Index: modules/textutil/textutil.n
===================================================================
RCS file: /cvsroot/tcllib/tcllib/modules/textutil/textutil.n,v
retrieving revision 1.5
diff -u -r1.5 textutil.n
--- modules/textutil/textutil.n	2001/08/02 16:38:07	1.5
+++ modules/textutil/textutil.n	2001/09/17 21:33:34
@@ -22,6 +22,8 @@
 .sp
 \fBtextutil::tabify\fR \fIstring {num 8}\fR
 .sp
+\fBtextutil::tabify2\fR \fIstring {num 8}\fR
+.sp
 \fBtextutil::trim\fR \fIstring {regexp [ \t]+}\fR
 .sp
 \fBtextutil::trimleft\fR \fIstring {regexp [ \t]+}\fR
@@ -30,6 +32,8 @@
 .sp
 \fBtextutil::untabify\fR \fIstring {num 8}\fR
 .sp
+\fBtextutil::untabify2\fR \fIstring {num 8}\fR
+.sp
 \fBtextutil::strRepeat\fR \fIstring num\fR
 .BE
 .SH DESCRIPTION
@@ -120,6 +124,18 @@
 chars by a tabulation and return the result as a new string.
 
 .TP
+\fBtextutil::tabify2\fR \fIstring {num 8}\fR
+Similar to \fBtextutil::tabify\fR this command tabifies the
+\fIstring\fR and returns the result as a new string. A different
+algorithm is used however. Instead of replacing any substring of
+\fInum\fP spaces this comand works more like an editor.
+.sp
+Each line of the text in \fIstring\fR is treated as if there are
+tabstops every \fInum\fR columns.

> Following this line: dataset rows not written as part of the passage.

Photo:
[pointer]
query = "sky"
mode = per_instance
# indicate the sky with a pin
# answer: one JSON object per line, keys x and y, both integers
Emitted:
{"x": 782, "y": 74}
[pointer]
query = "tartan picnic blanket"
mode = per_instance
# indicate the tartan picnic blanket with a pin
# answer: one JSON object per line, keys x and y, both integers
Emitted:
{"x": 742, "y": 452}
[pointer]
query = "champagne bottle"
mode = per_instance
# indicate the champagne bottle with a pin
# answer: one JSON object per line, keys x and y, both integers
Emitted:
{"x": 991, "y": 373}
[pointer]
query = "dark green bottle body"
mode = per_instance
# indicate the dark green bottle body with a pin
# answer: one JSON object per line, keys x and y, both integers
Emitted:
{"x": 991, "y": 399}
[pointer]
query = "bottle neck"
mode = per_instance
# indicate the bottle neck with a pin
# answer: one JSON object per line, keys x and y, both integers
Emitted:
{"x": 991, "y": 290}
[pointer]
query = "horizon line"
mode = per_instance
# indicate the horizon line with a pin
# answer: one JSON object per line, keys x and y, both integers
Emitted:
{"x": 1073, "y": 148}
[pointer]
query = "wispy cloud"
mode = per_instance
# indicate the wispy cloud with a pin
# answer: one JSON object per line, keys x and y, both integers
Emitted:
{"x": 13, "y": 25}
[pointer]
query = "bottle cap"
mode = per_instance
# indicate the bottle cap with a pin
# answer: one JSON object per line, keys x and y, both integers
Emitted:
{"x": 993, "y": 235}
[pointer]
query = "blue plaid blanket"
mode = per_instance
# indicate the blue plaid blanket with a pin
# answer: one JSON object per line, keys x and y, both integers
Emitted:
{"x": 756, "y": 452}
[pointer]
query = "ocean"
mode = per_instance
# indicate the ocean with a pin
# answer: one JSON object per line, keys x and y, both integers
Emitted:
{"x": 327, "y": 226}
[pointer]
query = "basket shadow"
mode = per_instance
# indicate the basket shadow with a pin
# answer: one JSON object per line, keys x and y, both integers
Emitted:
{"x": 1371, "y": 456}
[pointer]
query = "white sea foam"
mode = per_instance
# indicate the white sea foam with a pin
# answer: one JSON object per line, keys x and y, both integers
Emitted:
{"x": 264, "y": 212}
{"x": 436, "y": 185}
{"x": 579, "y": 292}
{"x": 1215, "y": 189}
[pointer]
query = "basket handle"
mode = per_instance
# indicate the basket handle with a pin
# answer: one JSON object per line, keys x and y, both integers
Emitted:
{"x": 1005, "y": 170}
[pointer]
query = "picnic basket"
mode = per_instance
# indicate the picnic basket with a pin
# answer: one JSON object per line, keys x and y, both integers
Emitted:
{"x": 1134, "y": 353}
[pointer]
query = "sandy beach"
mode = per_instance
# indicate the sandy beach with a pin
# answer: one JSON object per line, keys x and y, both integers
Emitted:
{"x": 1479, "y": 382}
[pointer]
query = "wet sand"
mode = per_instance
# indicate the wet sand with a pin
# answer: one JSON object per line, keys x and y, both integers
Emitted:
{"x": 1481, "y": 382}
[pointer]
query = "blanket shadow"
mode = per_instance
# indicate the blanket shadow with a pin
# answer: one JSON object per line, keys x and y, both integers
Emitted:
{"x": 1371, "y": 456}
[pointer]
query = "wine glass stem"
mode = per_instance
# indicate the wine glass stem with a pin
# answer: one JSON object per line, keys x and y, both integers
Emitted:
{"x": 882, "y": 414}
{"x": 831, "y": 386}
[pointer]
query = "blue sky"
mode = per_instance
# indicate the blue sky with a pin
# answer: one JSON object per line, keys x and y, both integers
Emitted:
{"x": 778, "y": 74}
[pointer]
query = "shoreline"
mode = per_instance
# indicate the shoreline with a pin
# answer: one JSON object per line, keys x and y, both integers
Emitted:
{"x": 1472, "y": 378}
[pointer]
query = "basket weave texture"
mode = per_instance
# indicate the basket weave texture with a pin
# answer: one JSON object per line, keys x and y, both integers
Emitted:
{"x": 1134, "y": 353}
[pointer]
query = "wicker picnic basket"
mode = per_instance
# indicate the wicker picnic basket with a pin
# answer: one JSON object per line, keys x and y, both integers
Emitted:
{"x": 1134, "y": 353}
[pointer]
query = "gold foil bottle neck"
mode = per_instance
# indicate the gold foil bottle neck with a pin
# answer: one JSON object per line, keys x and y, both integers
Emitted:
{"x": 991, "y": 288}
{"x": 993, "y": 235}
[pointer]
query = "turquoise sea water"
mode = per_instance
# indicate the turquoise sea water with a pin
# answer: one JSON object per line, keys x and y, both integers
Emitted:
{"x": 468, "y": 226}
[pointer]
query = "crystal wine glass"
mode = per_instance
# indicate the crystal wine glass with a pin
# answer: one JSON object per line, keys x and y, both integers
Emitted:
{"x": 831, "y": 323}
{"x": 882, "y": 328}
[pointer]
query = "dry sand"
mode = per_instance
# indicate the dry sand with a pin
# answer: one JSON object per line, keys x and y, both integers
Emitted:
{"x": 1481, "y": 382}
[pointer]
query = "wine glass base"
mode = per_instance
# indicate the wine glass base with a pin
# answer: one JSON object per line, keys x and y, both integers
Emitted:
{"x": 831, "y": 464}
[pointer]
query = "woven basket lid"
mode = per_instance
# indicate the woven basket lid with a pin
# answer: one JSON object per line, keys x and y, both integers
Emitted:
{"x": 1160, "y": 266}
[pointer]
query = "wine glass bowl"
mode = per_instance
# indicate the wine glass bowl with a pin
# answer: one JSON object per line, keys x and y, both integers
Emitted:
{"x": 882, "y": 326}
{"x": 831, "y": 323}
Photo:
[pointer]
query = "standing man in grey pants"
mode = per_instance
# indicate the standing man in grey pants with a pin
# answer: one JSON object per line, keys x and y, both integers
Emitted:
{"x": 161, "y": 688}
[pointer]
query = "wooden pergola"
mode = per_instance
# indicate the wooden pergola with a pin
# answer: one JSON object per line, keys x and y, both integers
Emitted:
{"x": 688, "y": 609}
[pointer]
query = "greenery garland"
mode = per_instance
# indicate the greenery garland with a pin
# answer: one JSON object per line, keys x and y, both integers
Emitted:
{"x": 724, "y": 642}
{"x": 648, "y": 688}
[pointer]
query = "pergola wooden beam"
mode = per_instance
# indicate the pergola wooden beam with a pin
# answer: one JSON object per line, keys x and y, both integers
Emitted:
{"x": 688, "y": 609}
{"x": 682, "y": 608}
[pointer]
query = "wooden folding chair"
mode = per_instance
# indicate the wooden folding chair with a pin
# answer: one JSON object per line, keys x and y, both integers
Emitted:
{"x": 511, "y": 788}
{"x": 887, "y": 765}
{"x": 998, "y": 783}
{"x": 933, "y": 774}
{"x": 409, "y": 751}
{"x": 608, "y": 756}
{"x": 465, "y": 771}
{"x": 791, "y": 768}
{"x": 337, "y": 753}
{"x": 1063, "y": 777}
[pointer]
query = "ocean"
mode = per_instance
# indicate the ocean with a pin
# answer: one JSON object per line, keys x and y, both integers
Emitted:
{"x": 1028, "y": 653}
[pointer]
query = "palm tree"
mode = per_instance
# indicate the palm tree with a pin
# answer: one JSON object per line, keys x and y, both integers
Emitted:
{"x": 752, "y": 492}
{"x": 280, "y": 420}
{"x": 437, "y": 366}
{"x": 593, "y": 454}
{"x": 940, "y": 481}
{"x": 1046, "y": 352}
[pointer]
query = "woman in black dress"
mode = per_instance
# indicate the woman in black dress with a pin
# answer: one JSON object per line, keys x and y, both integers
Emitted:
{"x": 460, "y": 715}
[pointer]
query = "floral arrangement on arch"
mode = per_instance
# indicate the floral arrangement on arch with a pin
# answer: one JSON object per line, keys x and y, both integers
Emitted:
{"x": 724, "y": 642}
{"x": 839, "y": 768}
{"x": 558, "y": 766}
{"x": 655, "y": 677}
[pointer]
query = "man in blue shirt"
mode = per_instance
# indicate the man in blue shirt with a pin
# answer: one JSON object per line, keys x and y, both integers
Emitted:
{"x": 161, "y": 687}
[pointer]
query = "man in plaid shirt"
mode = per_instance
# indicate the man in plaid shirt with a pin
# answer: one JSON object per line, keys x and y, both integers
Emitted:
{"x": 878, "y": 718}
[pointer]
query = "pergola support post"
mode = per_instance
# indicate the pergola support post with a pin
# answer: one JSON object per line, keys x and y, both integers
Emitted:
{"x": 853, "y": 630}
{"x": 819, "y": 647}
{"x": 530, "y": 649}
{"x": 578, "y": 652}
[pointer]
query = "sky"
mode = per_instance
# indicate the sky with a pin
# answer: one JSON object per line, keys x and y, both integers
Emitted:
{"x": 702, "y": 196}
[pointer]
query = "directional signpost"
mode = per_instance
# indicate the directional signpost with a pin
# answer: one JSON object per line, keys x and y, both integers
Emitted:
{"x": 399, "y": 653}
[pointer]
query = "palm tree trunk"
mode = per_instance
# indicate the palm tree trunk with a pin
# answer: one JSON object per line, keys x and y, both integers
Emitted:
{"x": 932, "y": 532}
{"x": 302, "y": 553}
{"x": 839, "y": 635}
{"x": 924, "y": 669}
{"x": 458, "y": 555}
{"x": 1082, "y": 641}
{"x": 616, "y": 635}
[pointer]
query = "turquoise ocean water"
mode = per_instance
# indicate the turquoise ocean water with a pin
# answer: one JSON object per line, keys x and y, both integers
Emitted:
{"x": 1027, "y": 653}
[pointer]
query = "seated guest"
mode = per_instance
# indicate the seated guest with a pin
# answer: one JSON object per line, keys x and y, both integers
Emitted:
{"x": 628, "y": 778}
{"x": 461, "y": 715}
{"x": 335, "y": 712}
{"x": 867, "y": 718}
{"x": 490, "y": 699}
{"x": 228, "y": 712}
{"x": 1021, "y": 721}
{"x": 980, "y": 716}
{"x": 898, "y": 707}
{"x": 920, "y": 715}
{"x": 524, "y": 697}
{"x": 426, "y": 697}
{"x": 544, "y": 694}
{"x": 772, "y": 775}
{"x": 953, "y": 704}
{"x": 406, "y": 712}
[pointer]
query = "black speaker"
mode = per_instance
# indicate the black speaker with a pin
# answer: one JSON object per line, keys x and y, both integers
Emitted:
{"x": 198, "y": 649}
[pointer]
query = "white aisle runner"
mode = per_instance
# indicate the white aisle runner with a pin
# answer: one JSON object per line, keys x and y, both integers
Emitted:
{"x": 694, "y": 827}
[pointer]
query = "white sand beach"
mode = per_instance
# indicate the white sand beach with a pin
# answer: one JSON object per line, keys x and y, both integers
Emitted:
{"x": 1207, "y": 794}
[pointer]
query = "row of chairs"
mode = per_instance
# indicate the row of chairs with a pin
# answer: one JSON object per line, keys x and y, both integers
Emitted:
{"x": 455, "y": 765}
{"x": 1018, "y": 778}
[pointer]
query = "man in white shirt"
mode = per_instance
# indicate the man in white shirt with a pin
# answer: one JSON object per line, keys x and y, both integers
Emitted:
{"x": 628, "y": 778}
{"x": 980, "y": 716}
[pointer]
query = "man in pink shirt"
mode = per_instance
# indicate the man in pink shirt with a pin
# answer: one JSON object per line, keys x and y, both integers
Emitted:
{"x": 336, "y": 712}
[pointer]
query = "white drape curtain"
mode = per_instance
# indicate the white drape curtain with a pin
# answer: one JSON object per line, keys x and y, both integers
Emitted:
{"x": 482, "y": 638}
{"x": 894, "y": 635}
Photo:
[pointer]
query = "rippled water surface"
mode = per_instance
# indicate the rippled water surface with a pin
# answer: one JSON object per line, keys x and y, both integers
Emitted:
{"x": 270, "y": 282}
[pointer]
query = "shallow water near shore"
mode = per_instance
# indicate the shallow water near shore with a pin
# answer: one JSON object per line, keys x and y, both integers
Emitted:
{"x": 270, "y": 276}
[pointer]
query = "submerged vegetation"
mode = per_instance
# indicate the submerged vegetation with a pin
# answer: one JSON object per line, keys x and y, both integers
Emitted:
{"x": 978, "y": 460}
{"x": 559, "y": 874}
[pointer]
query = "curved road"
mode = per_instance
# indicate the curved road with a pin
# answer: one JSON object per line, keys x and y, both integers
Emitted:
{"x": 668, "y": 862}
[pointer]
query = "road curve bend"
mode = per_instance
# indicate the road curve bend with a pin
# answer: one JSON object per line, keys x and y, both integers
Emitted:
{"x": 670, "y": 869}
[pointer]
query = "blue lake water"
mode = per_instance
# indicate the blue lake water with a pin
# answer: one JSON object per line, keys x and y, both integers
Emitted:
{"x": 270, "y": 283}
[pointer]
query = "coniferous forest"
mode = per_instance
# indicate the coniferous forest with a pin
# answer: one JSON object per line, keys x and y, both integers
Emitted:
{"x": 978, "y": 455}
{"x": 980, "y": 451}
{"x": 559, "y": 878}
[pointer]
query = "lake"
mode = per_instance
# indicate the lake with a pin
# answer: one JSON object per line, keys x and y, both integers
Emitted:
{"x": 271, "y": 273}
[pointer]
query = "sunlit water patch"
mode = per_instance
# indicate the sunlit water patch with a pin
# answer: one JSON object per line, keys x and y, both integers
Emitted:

Only sequences of space characters
+containing more than one space character and found immediately before
+a tabstop are replaced with tabs.
+
+.TP
 \fBtextutil::trim\fR \fIstring {regexp [ \t]+}\fR
 Remove in \fIstring\fP any leading and trailing substring according to
 the regular expression \fIregexp\fR and return the result as a new string.
@@ -150,6 +166,21 @@
 \fBtextutil::untabify\fR \fIstring {num 8}\fR
 Untabify the \fIstring\fP by replacing any tabulation char by a substring
 of \fInum\fP space chars and return the result as a new string.
+
+.TP
+\fBtextutil::untabify2\fR \fIstring {num 8}\fR
+
+Untabify the \fIstring\fP by replacing any tabulation char by a
+substring of at most \fInum\fP space chars and return the result as a
+new string. Unlike \fBtextutil::untabify\fR each tab is not replaced
+by a fixed number of space characters.  The command overlays each line
+in the \fIstring\fR with tabstops every \fInum\fR columns instead and
+replaces tabs with just enough space characters to reach the next
+tabstop. This is the complement of the actions taken by
+\fBtextutil::tabify2\fR.
+.sp
+There is one asymmetry though: A tab can be replaced with a single
+space, but not the other way around.
 
 .TP
 \fBtextutil::strRepeat\fR \fItext num\fR